Cultura

Poemas | Hera de Jesus

O Beijo da Mulata

 

Os feixes densos do sol

atravessam as cortinas,

e diluem-se no espaço difuso

 

A sombra de um rosto circunspecto

projecta-se para as paredes ensebadas

de palavras. Promessas, algum destino previsto.

 

O rosto não beija a figura da mulata cravada na parede

o toque incisivo do beijo da mulata

na boca do seu estômago buliço

pontapeam – no para vida

***

 

A morte

 

Como um rasgo

de navalha

no íntimo das minhas entranhas

Não me feres mais

 

Conheço-te

de palavra, cor e dor

Conheço-te

profunda, gélida

e tristonha

 

Não te temo mais

Oh, morte!

desci tão profunda

as cortinas da tua sombra

 

Rocei a tua nudez

traguei o sabor amargo

dilacerante das lágrimas

saboreei a mais profunda tristeza

Não me tomas mais

Oh, morte! 

***

Ser Negro

 

É crioulo

É preto

É carvão

É escuridão

 

Preto da senzala

Sentiu o cavalo-marinho

marcar

na sua carne

por séculos, e séculos

Por ser negro

 

O sangue 

derramado

milhares

e inúmeras

vezes

de cabeças

degoladas

nos navios

cargueiros

nas plantações

no mundo inteiro

Por ser negro

 

As mulheres 

densoradas

Aos homens 

explorados

as crianças 

e idosos

descuidados

Por serem negros

 

Hoje

Não é mais

o cavalo-marinho

é o açoite

afiado das 

palavras que

nos atravessa

a carne

deflorando

e fazendo

sangrar

o mais

profundo

íntimo

Por sermos negro

 

É

Negro

mulato

Nem gente é

 

São negros

 

* Cavalo-marinho:  espécie de chicote feito com a pele do hipopótamo. 

***

 

Vínculo Maternal 

 

Na precocidade de menina

minha MÃE 

emprenhou

 

Uma sementinha

fazia sua moradia

dentro dela

 

A platinha

riscava poemas coloridos,

 e enigmáticos

 

imutáveis vínculos

entre Mães, e filhos. 

***

 

Chamanculo

 

Roço o

dorso dos

becos 

do chamanculo

 

Coração

suburbano

casas de madeira

e zinco

 

O aroma

das badjias

beliscam-me

resgatando

minha velha

infância

 

Brotei 

das tuas entranhas

Chamanculo

da poesia

da música

da alegria

da miséria

 

Nascí

Nasço

continuo

nascendo

em ti

Chamanculo

 

* Badjias- pequenos pastéis feitos à base de feijão. 

***

 

Ergue-te, Cabo Delgado!

 

O leite não rompe

mais do bico

a criança 

já não chora 

mais pelo seio

 

A face da moça

enviuvada

não se inflama  mais

em lágrimas

 

Os rios

tingidos de vermelho

secaram

entre o esterco

e o sepulcro

repousa a saudade

No horizonte

vislumbra-se a esperança

 

Algum dia

os tambores rufam

dançaremos Mapiko

Ode aos povos Macondes

somos todos Cabo Delgado

 

HERA DE JESUS  [Chamanculo, Maputo, Moçambique,1989] Começou a escrever desde tenra idade.

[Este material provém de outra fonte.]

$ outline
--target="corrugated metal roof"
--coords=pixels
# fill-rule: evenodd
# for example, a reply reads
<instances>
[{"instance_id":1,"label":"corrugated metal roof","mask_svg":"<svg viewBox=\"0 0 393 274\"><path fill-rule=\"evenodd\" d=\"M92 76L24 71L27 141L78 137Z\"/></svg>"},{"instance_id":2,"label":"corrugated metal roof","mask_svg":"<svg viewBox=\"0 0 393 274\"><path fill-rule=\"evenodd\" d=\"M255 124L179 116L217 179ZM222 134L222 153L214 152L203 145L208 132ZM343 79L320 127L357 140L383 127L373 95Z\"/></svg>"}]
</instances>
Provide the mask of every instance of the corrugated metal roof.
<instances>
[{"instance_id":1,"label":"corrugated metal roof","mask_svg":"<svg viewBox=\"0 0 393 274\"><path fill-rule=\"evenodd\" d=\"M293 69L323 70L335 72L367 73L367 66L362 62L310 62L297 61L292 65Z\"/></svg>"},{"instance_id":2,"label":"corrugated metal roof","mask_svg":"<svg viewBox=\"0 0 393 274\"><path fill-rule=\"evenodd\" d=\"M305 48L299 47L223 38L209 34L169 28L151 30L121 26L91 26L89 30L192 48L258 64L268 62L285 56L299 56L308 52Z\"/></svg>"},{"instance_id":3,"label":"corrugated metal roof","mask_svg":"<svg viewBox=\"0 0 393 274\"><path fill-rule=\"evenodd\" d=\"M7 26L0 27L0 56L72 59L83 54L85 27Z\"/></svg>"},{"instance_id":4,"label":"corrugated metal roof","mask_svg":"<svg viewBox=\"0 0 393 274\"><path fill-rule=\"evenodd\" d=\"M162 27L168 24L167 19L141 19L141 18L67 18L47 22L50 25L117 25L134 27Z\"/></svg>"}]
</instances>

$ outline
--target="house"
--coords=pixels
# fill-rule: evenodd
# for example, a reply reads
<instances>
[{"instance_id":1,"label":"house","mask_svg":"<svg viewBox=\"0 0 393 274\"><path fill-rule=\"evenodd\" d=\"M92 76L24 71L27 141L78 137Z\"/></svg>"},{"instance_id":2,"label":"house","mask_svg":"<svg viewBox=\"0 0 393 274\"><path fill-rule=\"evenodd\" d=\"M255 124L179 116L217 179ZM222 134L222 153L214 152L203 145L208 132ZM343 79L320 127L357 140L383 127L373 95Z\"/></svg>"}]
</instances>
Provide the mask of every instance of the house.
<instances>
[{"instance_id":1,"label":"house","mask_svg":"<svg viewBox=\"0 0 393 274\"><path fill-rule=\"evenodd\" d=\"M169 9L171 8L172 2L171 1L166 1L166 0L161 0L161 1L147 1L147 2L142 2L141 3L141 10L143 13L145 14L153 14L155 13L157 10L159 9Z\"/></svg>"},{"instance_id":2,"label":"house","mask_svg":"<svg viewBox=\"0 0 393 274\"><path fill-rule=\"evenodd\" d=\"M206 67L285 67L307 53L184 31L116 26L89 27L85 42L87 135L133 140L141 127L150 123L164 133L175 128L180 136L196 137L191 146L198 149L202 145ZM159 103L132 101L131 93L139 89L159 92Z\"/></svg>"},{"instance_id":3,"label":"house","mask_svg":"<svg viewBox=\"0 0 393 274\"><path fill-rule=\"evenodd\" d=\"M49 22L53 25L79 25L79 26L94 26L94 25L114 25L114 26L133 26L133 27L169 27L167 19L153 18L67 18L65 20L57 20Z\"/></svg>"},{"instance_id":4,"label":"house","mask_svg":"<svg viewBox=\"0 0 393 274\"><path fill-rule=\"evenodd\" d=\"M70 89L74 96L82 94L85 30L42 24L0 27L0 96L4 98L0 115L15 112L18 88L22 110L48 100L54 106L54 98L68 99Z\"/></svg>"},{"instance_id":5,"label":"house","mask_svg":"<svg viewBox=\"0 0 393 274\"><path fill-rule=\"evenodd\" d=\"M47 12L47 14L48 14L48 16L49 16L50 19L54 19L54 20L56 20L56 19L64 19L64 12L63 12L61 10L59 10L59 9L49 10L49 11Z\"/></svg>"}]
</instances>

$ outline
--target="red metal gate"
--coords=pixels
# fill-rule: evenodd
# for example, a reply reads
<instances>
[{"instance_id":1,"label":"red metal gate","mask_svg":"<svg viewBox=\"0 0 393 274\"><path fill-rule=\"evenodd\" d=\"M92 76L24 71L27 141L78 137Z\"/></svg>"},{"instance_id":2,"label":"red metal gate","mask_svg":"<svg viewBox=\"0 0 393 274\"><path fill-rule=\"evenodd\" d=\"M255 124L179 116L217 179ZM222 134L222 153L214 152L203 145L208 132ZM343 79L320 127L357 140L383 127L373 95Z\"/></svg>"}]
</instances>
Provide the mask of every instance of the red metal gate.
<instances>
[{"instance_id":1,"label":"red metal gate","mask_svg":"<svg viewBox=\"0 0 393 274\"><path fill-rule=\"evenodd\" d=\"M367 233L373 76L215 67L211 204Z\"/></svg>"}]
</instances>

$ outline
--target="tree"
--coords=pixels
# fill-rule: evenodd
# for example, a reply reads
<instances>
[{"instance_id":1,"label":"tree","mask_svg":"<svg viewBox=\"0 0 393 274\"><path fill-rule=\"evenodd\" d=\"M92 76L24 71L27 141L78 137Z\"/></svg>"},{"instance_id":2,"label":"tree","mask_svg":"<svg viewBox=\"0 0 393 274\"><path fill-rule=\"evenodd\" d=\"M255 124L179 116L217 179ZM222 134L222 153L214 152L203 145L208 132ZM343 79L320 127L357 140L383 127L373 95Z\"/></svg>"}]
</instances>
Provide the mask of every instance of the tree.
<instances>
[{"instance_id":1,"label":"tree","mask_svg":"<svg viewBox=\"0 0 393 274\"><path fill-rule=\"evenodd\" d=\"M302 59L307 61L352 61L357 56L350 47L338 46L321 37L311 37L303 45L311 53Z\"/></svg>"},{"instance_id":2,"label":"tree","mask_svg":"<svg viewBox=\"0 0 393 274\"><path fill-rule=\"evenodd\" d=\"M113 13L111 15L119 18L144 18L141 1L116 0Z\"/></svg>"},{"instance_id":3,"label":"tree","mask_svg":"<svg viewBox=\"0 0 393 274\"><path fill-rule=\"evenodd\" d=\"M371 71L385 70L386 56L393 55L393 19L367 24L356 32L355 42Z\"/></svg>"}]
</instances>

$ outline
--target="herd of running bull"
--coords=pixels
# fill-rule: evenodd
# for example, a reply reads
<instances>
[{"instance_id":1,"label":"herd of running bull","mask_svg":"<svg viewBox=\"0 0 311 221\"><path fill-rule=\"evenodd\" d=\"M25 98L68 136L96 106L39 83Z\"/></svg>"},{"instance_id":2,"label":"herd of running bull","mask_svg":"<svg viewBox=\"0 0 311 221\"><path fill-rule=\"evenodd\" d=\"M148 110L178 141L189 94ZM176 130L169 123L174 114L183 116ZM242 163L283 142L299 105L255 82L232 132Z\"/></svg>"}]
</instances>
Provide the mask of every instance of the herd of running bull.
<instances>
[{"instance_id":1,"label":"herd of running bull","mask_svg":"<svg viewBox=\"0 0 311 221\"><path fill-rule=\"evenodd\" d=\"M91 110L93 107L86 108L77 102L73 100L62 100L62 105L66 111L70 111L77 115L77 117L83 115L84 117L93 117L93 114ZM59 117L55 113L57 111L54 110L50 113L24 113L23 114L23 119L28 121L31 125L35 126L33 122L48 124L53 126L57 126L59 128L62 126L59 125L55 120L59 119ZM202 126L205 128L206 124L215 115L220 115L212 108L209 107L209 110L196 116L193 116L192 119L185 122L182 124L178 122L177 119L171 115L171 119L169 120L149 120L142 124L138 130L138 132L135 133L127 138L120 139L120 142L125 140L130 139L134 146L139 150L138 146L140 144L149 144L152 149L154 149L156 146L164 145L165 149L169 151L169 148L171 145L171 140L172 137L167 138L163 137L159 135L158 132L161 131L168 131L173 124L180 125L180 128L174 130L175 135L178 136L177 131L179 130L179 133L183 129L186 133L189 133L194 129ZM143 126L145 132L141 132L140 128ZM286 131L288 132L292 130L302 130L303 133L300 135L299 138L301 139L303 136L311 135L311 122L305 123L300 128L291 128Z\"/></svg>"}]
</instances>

De 2013 a 2017, participou e foi distinguida em alguns concursos internacionais de poesia. Tem textos publicados nas antologias “Soletras Esse Verso” (2018), “Fique em Casa” (2020) e “Linguagens e suas Tecnologias, manual do professor” (2020), ” No Cais do Amor” (2022).  Tem contribuído para as revistas Lidilisha, Soletras, Contioutras, Por Dentro de África, Escamandro, Avenida Sul, Mallamargens , Folhinha Poética, Cultural Traços/ Alta Cultura, e Germinaliteratura.  É membro da Confraria Brasil/Portugal.